CodePudding user response:
No, it is not safe.
From the standard
In the standard ([atomics.flag]), the effects of atomic_flag_wait are described as follows:
Effects: Repeatedly performs the following steps, in order:
- Evaluates
flag->test(order) != old.- If the result of that evaluation is
true, returns.- Blocks until it is unblocked by an atomic notifying operation or is unblocked spuriously.
This implies that, after unblocking, the std::atomic_flag is accessed to read the new value. And thus, it is a race with destructing the atomic flag from the other thread.
In practice
Probably, the code snippet works fine because the destructor of std::atomic_flag is trivial. So the memory is left intact on the stack and the waiting thread can still continue to use those bytes as if they were the atomic flag.

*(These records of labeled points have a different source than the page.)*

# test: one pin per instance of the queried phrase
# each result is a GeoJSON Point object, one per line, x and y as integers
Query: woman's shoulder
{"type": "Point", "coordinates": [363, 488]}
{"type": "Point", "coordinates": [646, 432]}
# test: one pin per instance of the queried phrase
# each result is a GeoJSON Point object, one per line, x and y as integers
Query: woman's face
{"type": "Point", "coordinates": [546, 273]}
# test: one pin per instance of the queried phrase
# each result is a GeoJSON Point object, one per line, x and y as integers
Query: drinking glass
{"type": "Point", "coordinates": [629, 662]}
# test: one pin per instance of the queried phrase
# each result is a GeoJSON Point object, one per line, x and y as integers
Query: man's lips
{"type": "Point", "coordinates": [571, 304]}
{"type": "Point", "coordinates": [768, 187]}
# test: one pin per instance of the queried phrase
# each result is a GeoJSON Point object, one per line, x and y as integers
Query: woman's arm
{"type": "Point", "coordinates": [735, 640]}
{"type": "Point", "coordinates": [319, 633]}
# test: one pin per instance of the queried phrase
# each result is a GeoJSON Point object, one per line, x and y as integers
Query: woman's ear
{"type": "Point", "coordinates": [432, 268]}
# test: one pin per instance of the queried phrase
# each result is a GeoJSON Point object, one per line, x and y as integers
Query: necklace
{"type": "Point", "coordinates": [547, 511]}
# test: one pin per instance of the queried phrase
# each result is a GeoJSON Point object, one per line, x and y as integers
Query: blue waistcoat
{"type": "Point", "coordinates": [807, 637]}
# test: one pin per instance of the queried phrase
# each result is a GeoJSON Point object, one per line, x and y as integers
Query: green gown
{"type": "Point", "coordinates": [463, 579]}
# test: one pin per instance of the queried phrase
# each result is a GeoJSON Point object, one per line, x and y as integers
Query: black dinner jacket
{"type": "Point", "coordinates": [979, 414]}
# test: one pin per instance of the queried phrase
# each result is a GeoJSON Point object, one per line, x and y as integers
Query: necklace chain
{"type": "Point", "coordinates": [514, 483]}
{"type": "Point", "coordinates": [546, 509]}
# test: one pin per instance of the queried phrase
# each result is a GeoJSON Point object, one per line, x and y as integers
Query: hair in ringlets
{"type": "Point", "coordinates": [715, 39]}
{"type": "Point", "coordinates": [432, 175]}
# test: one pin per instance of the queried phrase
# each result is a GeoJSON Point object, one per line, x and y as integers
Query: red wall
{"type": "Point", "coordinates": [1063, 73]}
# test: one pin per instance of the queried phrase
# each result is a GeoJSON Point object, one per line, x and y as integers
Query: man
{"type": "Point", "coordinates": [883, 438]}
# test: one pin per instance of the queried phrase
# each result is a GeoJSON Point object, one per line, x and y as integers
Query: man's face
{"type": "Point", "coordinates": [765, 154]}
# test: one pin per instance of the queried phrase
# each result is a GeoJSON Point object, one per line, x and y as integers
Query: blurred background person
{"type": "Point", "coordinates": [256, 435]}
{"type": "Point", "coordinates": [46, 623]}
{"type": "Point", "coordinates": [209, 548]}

By modifying the code a bit to explicitly zero the memory where the std::atomic_flag lived, the snippet now deadlocks (at least on my system).
#include <atomic>
#include <cstddef>
#include <cstring>
#include <thread>
int main(int, char**)
{
auto t = std::thread{};
// Some memory to construct the std::atomic_flag in
std::byte memory[sizeof(std::atomic_flag)];
{
auto f = new (reinterpret_cast<std::atomic_flag *>(&memory)) std::atomic_flag{};
t = std::thread{[&f] { f->wait(false); }};
std::this_thread::sleep_for(std::chrono::milliseconds{50});
f->test_and_set();
f->notify_all();
f->~atomic_flag(); // Trivial, but it doesn't hurt
// Set the memory where the std::atomic_flag lives to all zeroes
std::memset(&memory, 0, sizeof(std::atomic_flag));
}
t.join();
return 0;
}
Which will deadlock the waiting thread if it happens to read the atomic flag's value after the memory has been set to all zeroes (probably because it now interprets those zeroes as 'false' for the atomic flag's value).